Speaking to GB News, Mark White asked Mr Bridgen: “Would you want people to pay more for a pint in order to save your business?”

He bleakly responded: “Well, it’s looking like the only option with the increased taxes on every level and now the stress around rates increase and Valuation Agency.

“I don’t know anyone who is making any money, so it feels like the only thing to do is to raise your prices.

“The irony is that actually, at the moment, many of us are putting down our prices to try and get people through the doors.

“In a desperate bid to stay alive.

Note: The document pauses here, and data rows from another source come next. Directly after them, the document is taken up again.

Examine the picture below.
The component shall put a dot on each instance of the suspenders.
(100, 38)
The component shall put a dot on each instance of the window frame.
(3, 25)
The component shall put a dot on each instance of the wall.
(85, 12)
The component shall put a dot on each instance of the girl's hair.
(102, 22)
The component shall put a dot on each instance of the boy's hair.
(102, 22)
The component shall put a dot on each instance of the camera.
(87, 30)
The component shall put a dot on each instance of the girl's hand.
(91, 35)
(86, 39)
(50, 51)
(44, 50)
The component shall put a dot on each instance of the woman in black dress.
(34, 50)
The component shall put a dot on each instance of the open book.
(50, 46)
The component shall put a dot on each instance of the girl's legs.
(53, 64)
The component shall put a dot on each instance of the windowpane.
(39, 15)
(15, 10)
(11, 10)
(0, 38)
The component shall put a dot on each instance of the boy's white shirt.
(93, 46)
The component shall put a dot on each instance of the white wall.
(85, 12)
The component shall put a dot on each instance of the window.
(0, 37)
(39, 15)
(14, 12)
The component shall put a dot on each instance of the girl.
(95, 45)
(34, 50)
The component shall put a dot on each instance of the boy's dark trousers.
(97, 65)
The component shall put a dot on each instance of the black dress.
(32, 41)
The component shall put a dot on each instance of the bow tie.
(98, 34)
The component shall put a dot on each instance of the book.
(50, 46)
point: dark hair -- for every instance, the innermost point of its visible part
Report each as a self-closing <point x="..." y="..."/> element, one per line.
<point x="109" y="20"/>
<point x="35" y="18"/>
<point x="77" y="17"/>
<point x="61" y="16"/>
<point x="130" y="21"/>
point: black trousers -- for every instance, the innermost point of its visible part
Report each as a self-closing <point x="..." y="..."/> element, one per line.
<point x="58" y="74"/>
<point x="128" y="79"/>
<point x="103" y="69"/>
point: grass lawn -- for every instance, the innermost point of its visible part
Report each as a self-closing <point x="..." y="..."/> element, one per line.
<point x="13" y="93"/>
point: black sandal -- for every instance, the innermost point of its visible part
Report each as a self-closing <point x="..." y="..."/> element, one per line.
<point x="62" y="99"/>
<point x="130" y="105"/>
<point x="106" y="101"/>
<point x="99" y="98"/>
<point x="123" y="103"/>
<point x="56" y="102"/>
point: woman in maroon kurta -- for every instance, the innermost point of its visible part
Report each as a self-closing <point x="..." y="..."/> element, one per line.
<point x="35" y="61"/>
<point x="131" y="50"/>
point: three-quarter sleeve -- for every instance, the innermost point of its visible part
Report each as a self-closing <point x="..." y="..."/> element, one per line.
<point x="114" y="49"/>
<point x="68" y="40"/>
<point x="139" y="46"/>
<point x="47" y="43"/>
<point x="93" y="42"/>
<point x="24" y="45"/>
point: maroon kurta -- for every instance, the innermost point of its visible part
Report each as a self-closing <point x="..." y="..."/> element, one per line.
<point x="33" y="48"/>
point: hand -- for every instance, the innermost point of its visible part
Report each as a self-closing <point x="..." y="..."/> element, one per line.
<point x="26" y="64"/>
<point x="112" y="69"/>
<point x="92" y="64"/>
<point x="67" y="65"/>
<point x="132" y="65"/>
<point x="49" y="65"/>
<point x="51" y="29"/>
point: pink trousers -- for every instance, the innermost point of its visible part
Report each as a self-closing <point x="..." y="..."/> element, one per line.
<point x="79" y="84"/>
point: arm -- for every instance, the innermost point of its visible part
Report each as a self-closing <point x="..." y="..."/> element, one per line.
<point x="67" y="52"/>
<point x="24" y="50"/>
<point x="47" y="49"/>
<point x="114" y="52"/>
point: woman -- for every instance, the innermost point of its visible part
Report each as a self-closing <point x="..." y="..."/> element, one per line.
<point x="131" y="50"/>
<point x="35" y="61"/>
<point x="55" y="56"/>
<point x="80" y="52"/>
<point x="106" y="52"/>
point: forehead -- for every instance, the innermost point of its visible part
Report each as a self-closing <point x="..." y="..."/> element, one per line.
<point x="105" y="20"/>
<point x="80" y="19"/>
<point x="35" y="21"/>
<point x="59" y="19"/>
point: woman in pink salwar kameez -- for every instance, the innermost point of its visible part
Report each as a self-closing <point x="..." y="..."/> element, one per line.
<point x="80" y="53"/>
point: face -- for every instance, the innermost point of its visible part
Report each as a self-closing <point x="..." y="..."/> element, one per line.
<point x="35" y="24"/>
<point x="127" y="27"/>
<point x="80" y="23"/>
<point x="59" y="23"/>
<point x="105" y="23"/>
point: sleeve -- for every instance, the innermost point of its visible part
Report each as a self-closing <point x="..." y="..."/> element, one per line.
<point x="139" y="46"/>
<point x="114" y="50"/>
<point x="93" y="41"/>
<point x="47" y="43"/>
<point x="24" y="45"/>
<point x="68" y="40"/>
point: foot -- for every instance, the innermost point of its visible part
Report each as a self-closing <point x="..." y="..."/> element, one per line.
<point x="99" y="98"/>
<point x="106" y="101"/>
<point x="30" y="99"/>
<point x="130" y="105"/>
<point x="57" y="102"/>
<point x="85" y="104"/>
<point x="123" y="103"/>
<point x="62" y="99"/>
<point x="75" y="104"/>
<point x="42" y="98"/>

We’re having to try and offer even more value in the times.

“But it just feels like an impossible quandary with the duty going up and all of the other challenges.

Pub owner Mark Bridgen has warned people to ‘use their local pub or lose it’

|

GB NEWS

“I think we’re getting to the point where we’re going to have to ask if people really value their local, they just use it or lose it.”

Pubs nationwide are set to absorb an extra £150million in costs, the British Beer and Pub Association has warned, despite the Government reducing the business rates multiplier in the Budget.

The trade body estimates a typical small pub will see bills rise by £3,867 next year, while medium-sized venues face increases of £11,085.

Emma McClarkin, chief executive of the BBPA, said: “Once you cut through all the warm words, the cold hard truth is that this Budget let down pubs all across the country.”

UK Hospitality has warned that pubs face an average 76 per cent increase in business rates

| PA

UK Hospitality has warned pubs face an average 76 per cent increase in business rates, with chief executive Allen Simpson saying closures are now inevitable.

According to a GB News poll, 50 per cent of Britons would pay more for a pint to save their local pub, but the other half feel like their pints are pricey enough.

From April 2026, retail, hospitality, and leisure relief will be replaced with two lower business rate multipliers for properties valued under £500,000.

The lower rates will be balanced by a higher multiplier for properties valued at £500,000 or more.

To ease the impact on businesses facing the biggest increases, the Government will introduce a ‘Transitional Relief’ scheme, capping how much bills can rise as part of a £4.3billion support package.

However, UK Hospitality warns that the changes will still push the average pub’s business rates up by £12,900 over three years, an increase of 76 per cent.

Business rates are calculated using a property’s rateable value, which is based on the cost of renting it for a year.